- Directed by: Jack Conway
- Screenplay by: Frank Davis
- Based on: Order, Please 1934 play by Edward Childs Carpenter Sorry You've Been Troubled 1929 play by Walter Hackett
- Produced by: Bernard H. Hyman
- Starring: Franchot Tone Una Merkel Conrad Nagel Harvey Stephens Steffi Duna Charles Starrett
- Cinematography: Oliver T. Marsh
- Edited by: Tom Held
- Production company: Metro-Goldwyn-Mayer
- Distributed by: Loew's Inc.
- Release date: March 3, 1935;
- Running time: 71 minutes
- Country: United States
- Language: English

= One New York Night =

1935 American comedy film directed by Jack Conway

One New York Night (also released as The Trunk Mystery) is a 1935 American comedy film directed by Jack Conway and written by Frank Davis.

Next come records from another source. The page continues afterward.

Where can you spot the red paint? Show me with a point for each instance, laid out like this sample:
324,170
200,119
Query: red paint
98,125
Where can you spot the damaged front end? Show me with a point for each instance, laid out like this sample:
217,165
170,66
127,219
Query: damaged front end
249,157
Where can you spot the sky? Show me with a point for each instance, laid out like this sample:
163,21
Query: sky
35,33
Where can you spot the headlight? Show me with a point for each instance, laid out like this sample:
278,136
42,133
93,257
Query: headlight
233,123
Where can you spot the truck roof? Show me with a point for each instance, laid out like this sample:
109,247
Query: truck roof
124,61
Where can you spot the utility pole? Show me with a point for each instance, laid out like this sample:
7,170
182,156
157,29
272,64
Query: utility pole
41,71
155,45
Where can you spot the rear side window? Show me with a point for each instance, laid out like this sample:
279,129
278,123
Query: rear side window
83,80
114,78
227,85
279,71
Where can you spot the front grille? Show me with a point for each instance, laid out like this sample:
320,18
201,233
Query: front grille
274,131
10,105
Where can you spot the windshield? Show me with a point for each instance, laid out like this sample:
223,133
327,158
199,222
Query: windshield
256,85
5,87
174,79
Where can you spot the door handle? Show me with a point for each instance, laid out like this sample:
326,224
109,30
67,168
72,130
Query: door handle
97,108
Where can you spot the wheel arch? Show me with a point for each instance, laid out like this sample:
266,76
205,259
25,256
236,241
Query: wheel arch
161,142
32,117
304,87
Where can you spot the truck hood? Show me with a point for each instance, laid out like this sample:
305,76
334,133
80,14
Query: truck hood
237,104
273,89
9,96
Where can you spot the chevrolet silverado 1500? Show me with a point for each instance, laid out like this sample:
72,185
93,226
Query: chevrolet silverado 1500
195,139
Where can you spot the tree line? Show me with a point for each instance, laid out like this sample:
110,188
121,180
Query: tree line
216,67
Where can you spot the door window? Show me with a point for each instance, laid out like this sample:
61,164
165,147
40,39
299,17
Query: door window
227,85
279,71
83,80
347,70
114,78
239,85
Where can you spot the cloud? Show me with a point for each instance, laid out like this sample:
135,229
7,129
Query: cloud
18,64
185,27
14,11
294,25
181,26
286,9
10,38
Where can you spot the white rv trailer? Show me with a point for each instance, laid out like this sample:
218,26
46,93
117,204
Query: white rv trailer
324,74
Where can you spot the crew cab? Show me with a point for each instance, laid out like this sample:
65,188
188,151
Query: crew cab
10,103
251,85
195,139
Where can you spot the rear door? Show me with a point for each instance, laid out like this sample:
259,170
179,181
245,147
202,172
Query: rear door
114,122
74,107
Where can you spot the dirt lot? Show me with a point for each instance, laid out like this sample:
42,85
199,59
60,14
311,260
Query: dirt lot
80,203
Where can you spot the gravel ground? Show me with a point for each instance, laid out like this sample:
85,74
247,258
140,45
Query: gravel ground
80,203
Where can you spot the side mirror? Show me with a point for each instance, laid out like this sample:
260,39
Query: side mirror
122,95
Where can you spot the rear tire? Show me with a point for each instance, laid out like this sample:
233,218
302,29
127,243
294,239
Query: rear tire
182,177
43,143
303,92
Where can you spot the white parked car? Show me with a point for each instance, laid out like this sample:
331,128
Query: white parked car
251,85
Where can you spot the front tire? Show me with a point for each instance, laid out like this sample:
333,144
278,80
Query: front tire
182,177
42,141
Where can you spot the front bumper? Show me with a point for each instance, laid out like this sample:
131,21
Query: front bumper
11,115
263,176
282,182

The film stars Franchot Tone, Una Merkel, Conrad Nagel, Harvey Stephens, Steffi Duna and Charles Starrett. The film was released on March 3, 1935, by Metro-Goldwyn-Mayer. It was based on the West End play Sorry You've Been Troubled by Walter Hackett, which had previously been made into the 1932 British film Life Goes On.

==Plot==
Foxhall Ridgeway, a cattle rancher from Wyoming, checks into a New York City hotel, determined to find a wife. Instead he finds a dead body in the room next to his. Meanwhile Countess Broussiloff has asked her friend Phoebe, a switchboard operator at the hotel, to find her bracelet. She lost it in the dead man's room. Foxhall tries to get the hotel manager to call the police, only the body has disappeared. So has the bracelet. Foxhall and Phoebe team up to find the bracelet for the Countess.

== Cast ==
- Franchot Tone as Foxhall Ridgeway
- Una Merkel as Phoebe
- Conrad Nagel as Kent
- Harvey Stephens as Collis
- Steffi Duna as Countess Louise Broussiloff
- Charles Starrett as George Sheridan
- Louise Henry as Ermine
- Tom Dugan as Selby
- Harold Huber as Blake
- Henry Kolker as Arthur Carlisle

==Reception==
Writing for The Spectator, Graham Greene praised the film as "a comedy of astonishing intelligence and finish". Greene emphasized the "witty dialogue, [and] the quick intelligent acting" of Tone and Merkel, commenting that the film felt "[bathed] in an atmosphere fantastic, daring and pleasantly heartless".